I was shocked, and felt a little ashamed that I did nothing to help the small man. I was in denial that something like this could happen in front of me, in front of three people. We didn't walk away like people say New Yorkers would, but we didn't know what to do. The other man, the one not me and not confronting the black man, started calling someone, presumably the police. I thought about taking a picture of the situation, but then I got scared. I was afraid the black man, who was really muscular, would come attacking me. I wasn't thinking, just feeling that the best way was to avoid confrontation, especially now that the assault was over. I was protecting my own hide, I guess.
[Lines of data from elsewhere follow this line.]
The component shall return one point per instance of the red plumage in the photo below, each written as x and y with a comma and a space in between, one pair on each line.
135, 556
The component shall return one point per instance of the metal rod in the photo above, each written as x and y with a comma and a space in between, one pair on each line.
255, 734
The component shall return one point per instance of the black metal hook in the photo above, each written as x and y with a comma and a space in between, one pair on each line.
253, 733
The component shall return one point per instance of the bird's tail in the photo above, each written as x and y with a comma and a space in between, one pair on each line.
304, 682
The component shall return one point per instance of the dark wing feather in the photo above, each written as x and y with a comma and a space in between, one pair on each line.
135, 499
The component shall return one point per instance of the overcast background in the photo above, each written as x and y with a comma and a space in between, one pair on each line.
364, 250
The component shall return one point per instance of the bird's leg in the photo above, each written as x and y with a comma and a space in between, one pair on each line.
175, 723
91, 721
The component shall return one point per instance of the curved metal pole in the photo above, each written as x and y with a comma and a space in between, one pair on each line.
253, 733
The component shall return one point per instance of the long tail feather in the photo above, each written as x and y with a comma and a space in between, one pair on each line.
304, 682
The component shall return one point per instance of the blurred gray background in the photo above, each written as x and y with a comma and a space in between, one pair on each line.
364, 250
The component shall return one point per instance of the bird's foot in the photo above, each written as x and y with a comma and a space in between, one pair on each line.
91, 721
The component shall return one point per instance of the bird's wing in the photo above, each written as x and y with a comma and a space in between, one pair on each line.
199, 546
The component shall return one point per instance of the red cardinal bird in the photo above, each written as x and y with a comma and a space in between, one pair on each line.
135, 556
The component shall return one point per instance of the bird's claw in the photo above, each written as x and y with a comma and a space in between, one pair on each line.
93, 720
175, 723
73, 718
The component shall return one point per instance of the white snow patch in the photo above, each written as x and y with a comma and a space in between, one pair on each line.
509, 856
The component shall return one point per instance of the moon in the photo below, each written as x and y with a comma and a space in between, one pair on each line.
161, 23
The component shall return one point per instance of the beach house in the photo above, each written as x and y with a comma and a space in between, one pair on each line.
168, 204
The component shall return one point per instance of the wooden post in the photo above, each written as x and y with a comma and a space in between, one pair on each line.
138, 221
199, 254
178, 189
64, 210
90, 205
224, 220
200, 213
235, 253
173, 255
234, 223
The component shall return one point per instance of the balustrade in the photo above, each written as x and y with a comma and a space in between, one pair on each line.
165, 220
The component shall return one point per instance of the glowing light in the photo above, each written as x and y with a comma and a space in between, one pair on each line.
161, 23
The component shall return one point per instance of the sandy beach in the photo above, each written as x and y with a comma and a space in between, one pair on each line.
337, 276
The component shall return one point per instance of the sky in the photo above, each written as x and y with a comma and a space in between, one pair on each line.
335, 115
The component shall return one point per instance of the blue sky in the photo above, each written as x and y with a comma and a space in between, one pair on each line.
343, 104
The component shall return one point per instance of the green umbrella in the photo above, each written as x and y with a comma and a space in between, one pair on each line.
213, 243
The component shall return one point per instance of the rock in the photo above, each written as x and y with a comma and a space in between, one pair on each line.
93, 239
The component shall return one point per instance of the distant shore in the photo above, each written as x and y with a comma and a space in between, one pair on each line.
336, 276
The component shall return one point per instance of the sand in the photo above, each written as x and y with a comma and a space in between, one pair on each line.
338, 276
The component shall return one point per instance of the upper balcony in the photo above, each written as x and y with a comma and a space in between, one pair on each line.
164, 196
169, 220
After I surfaced I saw a police car just right outside. How ironic. I went up to the officers and told them what happened and pointed out the small white man that was also emerging from the subway. Then I left, turning around once to see that the police was talking to the gesticulating small white man. I was continuing my life after that. I was picking up some grocery for the pianist and going up her apartment. There she was preparing dinner for us. There life was back to the familiar picture. The familiar picture that I didn't know was familiar, the familiar picture that I thought was full of dramas, until I saw something inexplicable happen in front of me, something that made me wonder about my own cowardice, my own humanity. I realized all that two months of kung fu didn't give me the confidence to confront someone whom I could in theory defeat, but our kung fu was never put in practice. There was shame in me. I was in denial until it was obvious that a crime was happening. I didn't leave, at least, and I backed up the man that actually confronted the attacker. But still. The moment for heroism came and disappeared.

I tried to tell this to the pianist, but she had her own drama of the day, the drama with organizing for her concert, the drama of distance. I felt distant and alone when I was listening to her because, well, there wasn't anyone to listen to me. It was touching that she took the trouble to make dinner for us. It was important that I didn't go back to an empty home as I have done for most of my past nine years. But then I felt the shaken spirit didn't get to release itself because I had to listen to someone else's distress.

So today I told her just now that I felt a little disconnected and don't know what to do this evening, am not sure I would see her. And when she said perhaps it would be better that we took a short break from each other, until after her concert was over, I got upset. I hate "short breaks"; I hate when someone takes distance from me because they can't handle my loneliness. When I am feeling lonely the last thing I want is to be told I need to be alone more. It's one thing to say you aren't capable of taking care of me; it's something different to say I am the reason you're disconnected so I will leave you alone. A subtle difference, I guess.

There's a constant fear in me that despite all the beautiful things that have happened between us, drama is just around the corner because we are always carrying our past. I hate being alone, being left alone. I know that it's only a matter of time before we find areas that we will drive the other person crazy. It's normal when you spend so much time together, when you invest so much of your hope and energy to shake off that baggage. High expectations, tiring.

But tonight perhaps it is good I will be away from her. I didn't like to hear that I will be away from her until next Monday. But so be it.